Dual Biomolecule Recognition by Diruthenium Paddlewheel Complexes: A Combined Computational Thermodynamics and Bioinformatic Structural Analysis

: The development of novel metallodrugs is an important direction to address the limitations of conventional therapeutics. In this study, we investigated the dual biomolecule recognition capabilities of diruthenium paddlewheel complexes, a promising class of anticancer agents. We integrated two complementary approaches: density functional theory (DFT) calculations and bioinformatic structural analysis. Our DFT calculations characterized the thermodynamic feasibility of axial ligand substitution by key protein nucleophiles, namely cysteine (Cys), histidine (His), and adenine, while also probing the resulting structural motifs, including the effect on the ruthenium-ruthenium (Ru─Ru) bond distance. This analysis revealed the energetic spontaneity of complex formation with these nucleophiles and, notably, a nuanced flexibility of the Ru─Ru core that accommodates diverse ligand combinations. Subsequently, the computationally derived geometric assets were utilized to perform a comprehensive motif search within the Protein Data Bank (PDB) database.
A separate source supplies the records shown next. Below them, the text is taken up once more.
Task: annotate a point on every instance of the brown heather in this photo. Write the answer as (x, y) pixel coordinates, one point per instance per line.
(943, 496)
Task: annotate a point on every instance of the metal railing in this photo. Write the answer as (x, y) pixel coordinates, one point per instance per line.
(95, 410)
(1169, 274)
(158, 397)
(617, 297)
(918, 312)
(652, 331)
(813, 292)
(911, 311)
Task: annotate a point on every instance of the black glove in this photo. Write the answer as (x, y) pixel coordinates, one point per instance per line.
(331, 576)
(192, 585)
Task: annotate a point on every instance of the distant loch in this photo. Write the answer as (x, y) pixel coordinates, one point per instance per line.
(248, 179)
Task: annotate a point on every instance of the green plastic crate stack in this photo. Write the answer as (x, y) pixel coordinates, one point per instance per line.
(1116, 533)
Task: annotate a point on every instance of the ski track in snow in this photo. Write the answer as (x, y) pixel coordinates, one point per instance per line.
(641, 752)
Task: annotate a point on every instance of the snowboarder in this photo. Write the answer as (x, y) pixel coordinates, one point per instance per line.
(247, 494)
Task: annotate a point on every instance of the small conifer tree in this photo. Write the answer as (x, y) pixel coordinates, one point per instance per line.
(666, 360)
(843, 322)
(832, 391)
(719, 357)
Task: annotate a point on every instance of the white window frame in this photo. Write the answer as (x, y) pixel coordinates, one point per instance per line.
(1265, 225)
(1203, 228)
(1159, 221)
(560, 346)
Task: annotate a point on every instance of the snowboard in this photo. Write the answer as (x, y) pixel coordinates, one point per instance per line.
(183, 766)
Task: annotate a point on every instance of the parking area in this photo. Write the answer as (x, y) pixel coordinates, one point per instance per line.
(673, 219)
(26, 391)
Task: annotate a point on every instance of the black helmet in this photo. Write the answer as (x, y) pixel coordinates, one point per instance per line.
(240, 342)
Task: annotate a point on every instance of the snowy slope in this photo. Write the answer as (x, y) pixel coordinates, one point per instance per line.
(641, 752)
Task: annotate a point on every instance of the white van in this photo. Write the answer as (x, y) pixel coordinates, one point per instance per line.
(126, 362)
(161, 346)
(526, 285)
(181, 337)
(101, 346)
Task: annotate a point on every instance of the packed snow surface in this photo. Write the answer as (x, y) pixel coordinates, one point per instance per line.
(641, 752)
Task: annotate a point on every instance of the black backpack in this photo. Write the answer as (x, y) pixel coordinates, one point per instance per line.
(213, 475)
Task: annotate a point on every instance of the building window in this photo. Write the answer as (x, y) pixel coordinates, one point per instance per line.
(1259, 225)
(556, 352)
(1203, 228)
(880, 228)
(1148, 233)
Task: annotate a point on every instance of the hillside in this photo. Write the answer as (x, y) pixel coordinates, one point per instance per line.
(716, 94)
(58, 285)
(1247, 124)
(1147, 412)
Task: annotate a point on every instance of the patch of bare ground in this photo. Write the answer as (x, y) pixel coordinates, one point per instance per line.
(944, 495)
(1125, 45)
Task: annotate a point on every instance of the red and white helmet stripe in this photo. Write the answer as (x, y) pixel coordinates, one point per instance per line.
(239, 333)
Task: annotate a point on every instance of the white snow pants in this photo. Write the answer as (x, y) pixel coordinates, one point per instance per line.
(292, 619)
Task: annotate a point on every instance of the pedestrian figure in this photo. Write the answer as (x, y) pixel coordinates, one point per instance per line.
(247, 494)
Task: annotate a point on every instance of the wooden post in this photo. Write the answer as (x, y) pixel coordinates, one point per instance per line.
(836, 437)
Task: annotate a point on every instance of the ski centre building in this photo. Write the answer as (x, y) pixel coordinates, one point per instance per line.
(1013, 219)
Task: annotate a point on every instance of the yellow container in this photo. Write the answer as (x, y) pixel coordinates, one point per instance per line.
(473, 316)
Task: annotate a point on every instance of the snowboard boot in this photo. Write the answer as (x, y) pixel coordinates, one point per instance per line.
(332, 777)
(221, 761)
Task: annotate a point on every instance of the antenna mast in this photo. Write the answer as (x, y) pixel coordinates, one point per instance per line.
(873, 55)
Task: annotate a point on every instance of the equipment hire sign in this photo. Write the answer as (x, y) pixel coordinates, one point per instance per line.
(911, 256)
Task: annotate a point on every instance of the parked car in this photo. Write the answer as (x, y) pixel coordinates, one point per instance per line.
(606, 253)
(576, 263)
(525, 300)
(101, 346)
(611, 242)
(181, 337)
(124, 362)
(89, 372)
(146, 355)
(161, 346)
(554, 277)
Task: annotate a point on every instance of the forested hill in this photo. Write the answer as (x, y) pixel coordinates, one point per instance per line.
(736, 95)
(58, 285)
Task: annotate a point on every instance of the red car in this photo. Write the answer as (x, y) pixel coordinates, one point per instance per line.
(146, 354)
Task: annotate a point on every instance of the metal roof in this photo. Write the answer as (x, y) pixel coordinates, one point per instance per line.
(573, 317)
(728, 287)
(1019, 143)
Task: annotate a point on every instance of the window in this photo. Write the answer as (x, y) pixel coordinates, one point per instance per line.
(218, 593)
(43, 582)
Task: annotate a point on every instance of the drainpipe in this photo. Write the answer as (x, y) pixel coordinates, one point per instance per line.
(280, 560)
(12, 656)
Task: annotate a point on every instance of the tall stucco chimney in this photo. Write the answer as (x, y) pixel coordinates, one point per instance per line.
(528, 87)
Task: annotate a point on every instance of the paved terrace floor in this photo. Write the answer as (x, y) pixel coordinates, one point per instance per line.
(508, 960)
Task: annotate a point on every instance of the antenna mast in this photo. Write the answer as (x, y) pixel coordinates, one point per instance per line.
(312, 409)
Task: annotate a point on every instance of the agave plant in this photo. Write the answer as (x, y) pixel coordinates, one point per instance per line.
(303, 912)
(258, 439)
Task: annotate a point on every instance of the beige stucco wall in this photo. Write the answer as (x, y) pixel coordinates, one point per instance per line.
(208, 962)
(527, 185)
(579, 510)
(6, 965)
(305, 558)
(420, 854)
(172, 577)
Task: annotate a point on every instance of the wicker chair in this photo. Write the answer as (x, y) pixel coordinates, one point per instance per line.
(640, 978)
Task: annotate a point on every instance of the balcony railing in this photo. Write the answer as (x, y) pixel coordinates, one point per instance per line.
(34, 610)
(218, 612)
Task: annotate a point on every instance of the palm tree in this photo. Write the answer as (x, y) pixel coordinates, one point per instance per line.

The PDB screening successfully identified the presence of these motifs, particularly Cys-His, Cys-Cys, and His-His, within numerous protein structures, including several clinically relevant targets. This work confirms the potential of the diruthenium paddlewheel complex as a multitargeting agent and establishes a robust, integrated methodology for the rational design and prevalidation of such metallodrugs by bridging atomic-level theoretical understanding with real-world biological structural data.